17日に2度目の大リーグMVPを受賞した大谷翔平選手は、2018年6月に右肘内側側副靱帯の損傷でPRP療法と幹細胞注射を受けました。1カ月後に打者として、3カ月後に投手として復帰したものの、同年9月に右肘靭帯に新たな損傷が見つかり、側副靱帯再建術(トミー・ジョン手術)を受けました。
大谷選手は本年8月にも右肘の内側側副靱帯を損傷し、9月に再度トミー・ジョン手術を受けています。18年、本年ともに執刀を担当したニール・エルトラッシュ医師は、球団発表の声明文の中で「24年の開幕日には何の制限もなく打てるようになり、25年には投打両方をできるようになるでしょう」と語っています。トミー・ジョン手術を受けた投手が故障前と同レベルの投球ができるようになるまでには、平均で18カ月かかるというデータもあります。大谷選手の早期回復が待ち望まれます。
「見た目問題」解決の一助にも?
イモリの再生能力の秘密をゲノムから解明しようとする研究では、日本発で重要な成果が生まれています。

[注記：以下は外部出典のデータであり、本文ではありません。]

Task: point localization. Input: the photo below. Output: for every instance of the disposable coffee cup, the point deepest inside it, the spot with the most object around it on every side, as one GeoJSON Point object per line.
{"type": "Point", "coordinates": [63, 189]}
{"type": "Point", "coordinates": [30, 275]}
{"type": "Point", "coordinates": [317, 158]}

筑波大の千葉親文教授らの研究チームは18年、アカハライモリの遺伝子解析から、成体イモリの肢が再生される時に発現が増加する有尾両生類(イモリ・サンショウウオ類)に特有な遺伝子を見つけました。「Newtic1」と名付けられたこの遺伝子は、一部の赤血球中にNewtic1タンパク質を発現していました。
成人イモリの肢を切断して再生過程を観察すると、切断面の赤血球はNewtic1を新たに発現し、集合体を作りながら再生芽の先端部分に集積していました。赤血球は再生に必要な様々な分泌因子も発現し、傷口に運び込んでいました。その結果、傷口周囲の細胞の時計の針を修復するために必要最低限なレベルまで巻き戻すスイッチとしても働いている可能性が示唆されました。
また、イモリの全ての遺伝子配列の解読を試みる広島大両生類研究センターの林利憲教授らは、ヒトの7倍ものゲノムサイズがあるイベリアトゲイモリで多く見られる「レトロトランスポゾン」と呼ばれる一見無意味な繰り返し領域が、再生に重要な役割を担っているのではないかと仮説を立てています。
今回の名古屋大らの研究チームは、イモリの組織再生現象をマウスと直接比較する研究モデルは世界初で、腱だけでなく他の組織を対象とする組織再生研究に新しい展開をもたらすものだと語っています。
たとえば、哺乳類は皮膚の傷が治る時にかさぶた(線維化)ができます。傷を負う前の細胞とは異なる細胞群が傷をふさぐので、瘢痕(傷跡)が残るのです。対して、イモリの場合は、もともと皮膚を構成していた細胞によって傷口が修復されるので、跡が残りません。ヤケドの治療などにイモリの皮膚再生技術が応用できれば、人とは違う特徴的な外見を持つために困難に直面する「見た目問題」の解決の一助になるかもしれません。
イモリは進化の過程でなぜ驚異的な再生能力を持ったのかは謎が多く、完全解明には時間がかかるかもしれません。けれど、イモリの再生の仕組みを応用した新しい再生医療が実装される日は、遠くない将来に迎えられるかもしれませんね。